Silver Oud, like Royal Tobacco, was created by one of my favorite perfumers: Cécile Zarokian, who, in large part because of some excellent PR work (Nishane had pumped many free bottles into the shallow hype machine of YouTube influencers), continues to be celebrated for her 2019 release of Ani (a fragrance that I actually do not much enjoy). Silver Oud, boundary-pushing enough to get the approval of someone like Chong and to quiet—even if only momentarily—the most virulent of Salmon naysayers, is such a hypnotic stunner in my book. Deeply rooted in classic (one might say “masculine”) perfumery yet refreshingly innovative in its incorporation of modern ingredients and tastes, Silver Oud is a bottle-worthy win for anyone who appreciates complex, dark, and smoky compositions.
I like my perfume like I like my music: virtuosity, vision, and meaning prioritized over appeal, sales, and the ability to drop panties. Silver Oud scratches that itch with an intensity matched by few. Unlike the glut of commercial dreck kowtowing to the lowest common denominator, this release has too much style—and boat-rocking style at that (think: Basquiat parading through some Idaho Kmart in the 1980s)—to enjoy universal appeal. But this is saying too little. It fails to differentiate Silver Oud from various other niche offerings (whether the honeyed Naxos by Xerjoff, on the one extreme of wearability, to the animalic Afrika Olifant by Nishane, on the other).

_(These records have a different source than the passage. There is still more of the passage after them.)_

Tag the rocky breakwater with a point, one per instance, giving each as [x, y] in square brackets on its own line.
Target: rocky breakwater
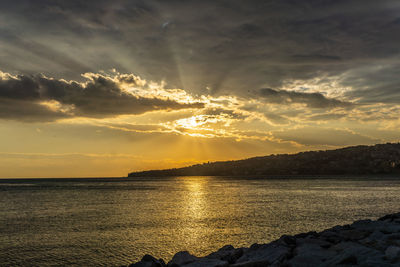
[362, 243]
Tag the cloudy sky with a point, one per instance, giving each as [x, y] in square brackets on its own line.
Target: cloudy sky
[101, 88]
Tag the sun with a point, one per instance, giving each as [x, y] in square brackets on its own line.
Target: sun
[193, 122]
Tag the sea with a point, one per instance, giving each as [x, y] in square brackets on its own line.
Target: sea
[115, 221]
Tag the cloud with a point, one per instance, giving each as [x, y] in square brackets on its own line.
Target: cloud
[39, 98]
[312, 100]
[228, 46]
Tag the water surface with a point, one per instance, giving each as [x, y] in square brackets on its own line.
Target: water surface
[111, 222]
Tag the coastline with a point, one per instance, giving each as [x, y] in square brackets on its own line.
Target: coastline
[362, 243]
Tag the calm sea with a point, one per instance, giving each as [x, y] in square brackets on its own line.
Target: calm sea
[112, 222]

While undeniably art in a bottle and more reined in to an “elegant” balance (at least in comparison to schizoid compositions like Nishane’s Unutamam), Silver Oud takes a challenging enough stand to cause division even among the nerdiest frag heads. And for reasons that will become clear, the challenge I feel it poses is not merely sensual and social but psychological and existential.
Impressions
For the first ten seconds, in that fleeting space where most other perfumes burn off their isopropyl, Silver Oud hits the nose with straight manure, compost dung—the type scattered around fruit trees—churned with the nutrient-rich soil that gets under fingernails digging for earthworms. The in-your-face fecality (a function perhaps of the oud’s first reactions to air) is not as bad as it seems since it never really is fresh pile of shit still at body temperature, but rather shit on the verge of being indiscernible from the earth in which it is mixed. Although the manure impression quickly dissipates (pretty much a universal sigh of relief), it does set the earthy-animalic tone for the fragrance’s entire life (one of the longest lives in my collection of decants and bottles). For better or worse, that divisive aroma that marks the opening’s rapid expansion—old animal scat no doubt reinforced by the ambergris-like ambrarome and the Unutamam-reminiscent castoreum and patchouli—can always be distantly recalled if you really dig for it.
Against the alluring foundation of wormy soil reclaiming organic and inorganic matter alike—even Newport butts (and I say Newports because the cigarette-lit-in-a-full-ashtray presence, mainly a function of the ambrarome and guaiac wood and birch, does seem slightly mentholated)—the star ingredient wastes no time making its appearance: cypriol (nagarmotha), here used to bolster an oud impression of the real oud at the base and which really starts to shine an hour in: Assam agarwood. Silver Oud has been, at least in my short fragrance journey, one of the finest examples of cypriol use in perfumery—a paradigm reference for this note, much like Sultan Vetiver is in the case of vetiver. Now take that cypriol, with its root-like and dry-woods facets, and add in Virginia cedar and a thick patchouli (somewhat reminiscent of vintage masculines like Balenciaga Pour Homme). Add in as well what seems to my inexperienced nose to be what links it again to Unutamam: pine tar (or maybe it is just the smoky and tarry birch). Such an intermingling evokes a smoky-forest atmosphere: bonfire-smoked clothing as well as charred conifers (cones, needles, wood) sticky with fir balsam and moldering—many (most?) portions so dank in crumbly rot, in fact, as to be nearly indiscernible from the undergirding soil itself. The image is clear and never really changes throughout the life of the fragrance: earth reclaiming its own (no, not just trees but even us) in a liminal space between life and death.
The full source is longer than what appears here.